Times are a-changing for 60-something Humboldt County legacy pot farmer Devi (Kristin Fairchild) ever since marijuana legalization came to California in Marlo Furloni and Kate McLean’s compelling film. Lagging behind neighbors who’ve filed for expensive cultivation permits, Devi’s content to sell her premium buds on the illicit market until she’s hit with a Notice to Abate for public nuisance. Following visits to a local high-tech greenhouse and an NCIA conference, Devi’s overwhelmed. After one last failed effort to move her latest strain, she loses it. It’s quite a performance by Fairchild, who emotes throughout and especially in the final act. Freeland refers to a defunct commune where Devi and her friend Ray (John Craven) once lived. Devi remains caught in the past as the present and future race by her.
Three boys, traumatized by their childhoods, become hoodlums in Nadil Elderkin’s gritty drama set in L.A. It’s all about the cycle of violence. The key character Calvin (Jacob Latimore) watched as a cop killed his father. A sensitive, bright kid, Calvin strikes back with violent rage. His two besties – Jessie (Kelvin Harrison Jr.) and Nicky (Charlie Plummer), who’s married to dancer Joyce (Amber Heard) – have similar histories. The terrible trio goes on a rampage of beat-downs and car thefts for no apparent reason; to them it’s just another video game, but in real life. Pills are mixed in during a sexy club scene. While Nicky gets pinched and Calvin’s targeted for revenge. Jessie quietly manages to live another day on the streets of Compton.
Teen star Bella Thorne has struggled in her adult acting career. She’s in two films this year, Time Is Up and Habit. The latter, directed by Janell Shirtcliff, features Thorne front and center as Texan-born Mads, who moves to L.A., deals drugs, dresses up as a nun and has sex with a preacher (in the confession booth, of course). A devout Christian, she seeks redemption, but finds recrimination instead. Rising up the drug food chain, Mads is ready for anything, even if it means slicing off the head of her rival Queenie (Josie Ho) with blood spurting everywhere.
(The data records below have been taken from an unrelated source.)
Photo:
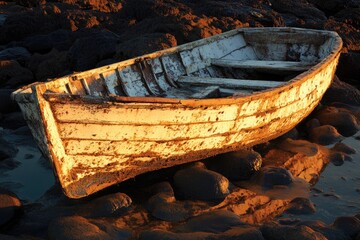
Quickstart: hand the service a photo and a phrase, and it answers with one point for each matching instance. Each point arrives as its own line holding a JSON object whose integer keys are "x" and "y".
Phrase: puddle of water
{"x": 337, "y": 193}
{"x": 31, "y": 179}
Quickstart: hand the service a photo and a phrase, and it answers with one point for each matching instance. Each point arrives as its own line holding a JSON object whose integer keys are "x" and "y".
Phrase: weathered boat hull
{"x": 97, "y": 142}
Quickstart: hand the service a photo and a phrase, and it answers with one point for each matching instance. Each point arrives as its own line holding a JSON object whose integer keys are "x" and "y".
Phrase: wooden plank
{"x": 132, "y": 82}
{"x": 229, "y": 82}
{"x": 263, "y": 65}
{"x": 266, "y": 37}
{"x": 131, "y": 132}
{"x": 207, "y": 92}
{"x": 146, "y": 113}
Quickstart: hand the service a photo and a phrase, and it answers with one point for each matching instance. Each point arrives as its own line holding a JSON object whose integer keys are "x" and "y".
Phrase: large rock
{"x": 6, "y": 104}
{"x": 243, "y": 233}
{"x": 164, "y": 206}
{"x": 107, "y": 206}
{"x": 283, "y": 232}
{"x": 7, "y": 150}
{"x": 324, "y": 135}
{"x": 330, "y": 232}
{"x": 239, "y": 165}
{"x": 331, "y": 7}
{"x": 12, "y": 74}
{"x": 10, "y": 207}
{"x": 75, "y": 228}
{"x": 199, "y": 183}
{"x": 59, "y": 39}
{"x": 301, "y": 205}
{"x": 15, "y": 53}
{"x": 342, "y": 92}
{"x": 86, "y": 52}
{"x": 345, "y": 123}
{"x": 349, "y": 65}
{"x": 49, "y": 65}
{"x": 349, "y": 225}
{"x": 270, "y": 176}
{"x": 299, "y": 13}
{"x": 146, "y": 43}
{"x": 216, "y": 222}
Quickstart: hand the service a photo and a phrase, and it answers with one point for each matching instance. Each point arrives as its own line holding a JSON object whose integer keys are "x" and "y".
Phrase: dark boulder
{"x": 239, "y": 165}
{"x": 86, "y": 52}
{"x": 199, "y": 183}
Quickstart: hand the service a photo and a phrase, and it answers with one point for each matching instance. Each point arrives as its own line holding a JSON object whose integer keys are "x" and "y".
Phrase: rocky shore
{"x": 237, "y": 199}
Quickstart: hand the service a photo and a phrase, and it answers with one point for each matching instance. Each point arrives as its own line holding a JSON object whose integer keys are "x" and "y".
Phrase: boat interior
{"x": 235, "y": 64}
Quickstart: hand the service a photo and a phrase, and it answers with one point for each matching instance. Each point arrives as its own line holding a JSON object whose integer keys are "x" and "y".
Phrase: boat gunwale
{"x": 299, "y": 79}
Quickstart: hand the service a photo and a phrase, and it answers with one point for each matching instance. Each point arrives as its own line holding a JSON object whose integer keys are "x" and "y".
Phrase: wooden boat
{"x": 219, "y": 94}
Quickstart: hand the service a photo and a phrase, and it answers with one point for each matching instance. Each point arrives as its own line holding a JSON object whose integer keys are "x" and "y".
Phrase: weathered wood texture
{"x": 96, "y": 139}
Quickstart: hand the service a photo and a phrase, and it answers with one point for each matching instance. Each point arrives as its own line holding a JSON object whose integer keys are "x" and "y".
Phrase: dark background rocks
{"x": 42, "y": 39}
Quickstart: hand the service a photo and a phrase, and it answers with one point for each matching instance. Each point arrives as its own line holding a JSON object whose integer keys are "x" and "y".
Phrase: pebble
{"x": 348, "y": 224}
{"x": 198, "y": 183}
{"x": 106, "y": 206}
{"x": 324, "y": 135}
{"x": 75, "y": 228}
{"x": 284, "y": 232}
{"x": 10, "y": 207}
{"x": 239, "y": 165}
{"x": 301, "y": 205}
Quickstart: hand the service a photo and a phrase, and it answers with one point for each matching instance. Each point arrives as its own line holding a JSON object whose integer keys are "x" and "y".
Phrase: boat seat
{"x": 194, "y": 92}
{"x": 228, "y": 82}
{"x": 263, "y": 65}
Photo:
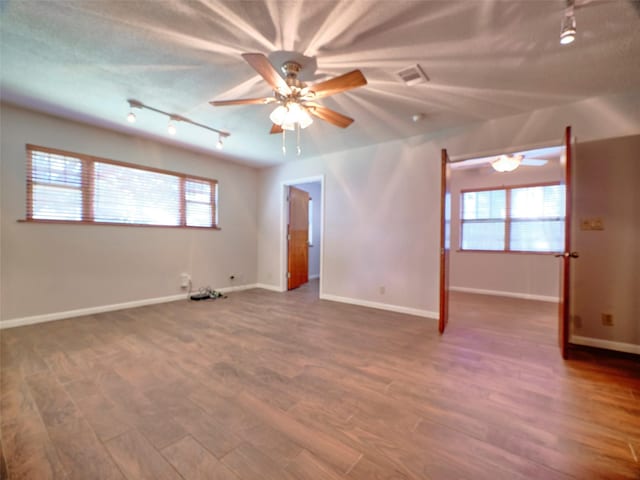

It’s not a great look for Thorne (she has her own line of cannabis products, Forbidden Fruit) but, clearly, she doesn’t care. Ione Skye makes a cameo as convent owner Sunny.
MUSIC DOC/FOLK ROCK
Harry Chapin: When in Doubt, Do Something
Pop-folk singer Harry Chapin died in a car accident in 1981; he was just 38. Chapin is best known for his ’70s hits - “Cat’s in the Cradle” and “Taxi” with its famous lyric, “I go flying so high when I’m stoned.” But he was also a supporter of many causes. In fact, Chapin was en route to a benefit concert when the crash happened.
How It Ends
With a comet heading straight for Earth, Liza (Zoe Lister-Smith) spends the last day on the planet soul searching and settling old scores as she walks – yes walks – around Los Angeles. This odd film, co-directed by Lister-Smith and Daryl Wein, asks a lot of the viewer. Liz is accompanied by her “younger self” or YS, a small version of Liza (Cailee Spaeny). Her journey include stops with her mother Lucinda (Helen Hunt), father Kenny (Bradley Whitford), psychic Alay (Olivia Wild), psychonauts Lonny (Charlie Day) and Krista (Mary Elizabeth Ellis) and stoner Gary (Nick Kroll), who offers them a couple of rollies (prerolls). The end-of the-world party is delayed because Mandy (Whitney Cummings) is on an extended ketamine trip. The parade of cameos and L.A. scenery reminds of Curb Your Enthusiasm episodes, minus the neuroticism. It just doesn’t add up to a compelling movie.
Hugo Winter (Nicolas Fagerberg), a really tall blonde white dude with a long scraggly beard, goes to Uganda in search of a psychedelic visionary drug, bulu, which comes from a wild blue flower. Hugo quickly gets hooked on it, causing all sorts of problems with the locals. Already impulsive and easily angered, Hugo overdoes it in his pursuit of a pay-day in London, if he ever makes it back. The two sisters who spar over Hugo – Kisakye (Estheri Tebandeke) and Angela (Rehema Nanfuka) – give British director Dan Moss’ film some needed depth. Still, the movie’s ultimately about a white smuggler hustling a natural resource out of a continent that was plundered by colonialists like Hugo.